Friday, June 19, 2009

Except for a shady corner or three

As one of the few Americans who's doubtless read the whole damned plan, Dr. Krugman's Out of the Shadows is something you might want to read. Especially since with Froomkin gone there's not too many mainStreamers willing to attack the One from the Left:

...Yes, the plan would plug some big holes in regulation. But as described, it wouldn’t end the skewed incentives that made the current crisis inevitable...


Which, like the economic fixes of the Reagan era, would pretty much make it inevitable the whole situation would reprecipitate itself later on... especially since even with the best of bankster fixes all hope for is Recovery Lite:

NEW YORK (Reuters) - The severe U.S. recession is likely to end by year-end but the recovery will be weak and leave the economy vulnerable to new shocks, according to some of Wall Streets top strategists.

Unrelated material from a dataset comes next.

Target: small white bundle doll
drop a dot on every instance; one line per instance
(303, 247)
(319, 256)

Americans are trying to repair their household finances after losing trillions in home values and investments -- and as the savings rate goes up, spending will stay weak, strategists at the Reuters Investment Outlook Summit in New York said this week.

Several strategists said the economy would likely grow by only 1 to 2 percent in 2010 after exiting what has been the longest recession in decades in the third or fourth quarter of this year.

Dino Kos, a managing director of Portales Partners, said "2 percent would look really, really good" for 2010 given the economy's current profound weakness and the headwinds that still lie ahead.

Most agreed that consumer spending, long the engine of U.S. economic growth, could not be counted on -- especially as many expect the unemployment rate to continue to rise even after the recession ends.

The U.S. jobless rate could hit 11 percent before starting to recede, said Nouriel Roubini, chairman of economics research firm RGE Monitor. In May, unemployment hit a 26-year high of 9.4 percent...


A Recovery Lite, sort of like the non-recovery during the Bu$h Boom. Another bubble recovery, this time fueled by the Treasury and not your mortgage. It sort of makes you wonder when it pops, who will foreclose on whom, and what economic points of Lite will once again turn out to be the gleam in the eyes of the predators in the shadow.